Although barely discussed in the Western media, Israel’s collaboration with dictatorships has been happening since the country came into existence in 1948. One of the main reasons for doing so has been to compliment the American footprint in these regions and serve Washington’s interests. Israel wants to exercise leverage over US policy making and remain ‘relevant’ to its leading benefactor.

Similarly, spyware exports have become an important element of Israel’s efforts to protect itself from any official pushback for maintaining, in Palestine, the longest occupation of modern times: 56 years and counting in the West Bank, Gaza, East Jerusalem and the Golan Heights. Israel’s arms sector, and its spyware industry in particular, is an insurance policy against political headwinds that may develop against the occupation. Few nations are likely to seriously oppose the brutal oppression of the Palestinian people if they’re relying on Israeli weapons. After all, why bite the hand that arms you?

Pandora’s Box

While US sanctions have curtailed the power of NSO Group and Candiru, a plethora of other Israeli companies have emerged to fill their place. Without serious global oversight, it’s inevitable that the industry will continue to proliferate. Defence Prime is one of the more prominent, founded by Israeli expats living in the US, offering huge amounts of money for the best Israeli hackers. Nonetheless, the allure of NSO Group remains. A range of companies have expressed keen interest in purchasing the corporation. Beyond the brand recognition, demand for spyware is soaring, so whether it’s Pegasus or a rival doesn’t matter to the activist being targeted.

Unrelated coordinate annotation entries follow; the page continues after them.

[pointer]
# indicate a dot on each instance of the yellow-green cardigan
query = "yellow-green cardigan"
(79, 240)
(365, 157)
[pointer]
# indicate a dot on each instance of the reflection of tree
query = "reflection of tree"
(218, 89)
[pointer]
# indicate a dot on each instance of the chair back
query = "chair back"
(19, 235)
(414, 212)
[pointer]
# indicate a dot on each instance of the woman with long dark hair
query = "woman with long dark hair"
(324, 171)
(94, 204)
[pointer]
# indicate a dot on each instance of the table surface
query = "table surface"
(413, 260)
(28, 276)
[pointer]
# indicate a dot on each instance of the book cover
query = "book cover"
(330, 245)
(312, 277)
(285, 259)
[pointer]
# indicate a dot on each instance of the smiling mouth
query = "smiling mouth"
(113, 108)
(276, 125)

Enforceable regulation is one solution to the spiralling spyware problem but progress has been slow. An outright ban is a better outcome but there’s little political appetite for it. Few, if any, states will accept the possibility of not using powerful cyber-weapons against real or perceived enemies. In 2021, UN human rights experts called for a global moratorium on the sale and transfer of surveillance tools until solid regulation is put in place.

Which country will step up and act responsibly?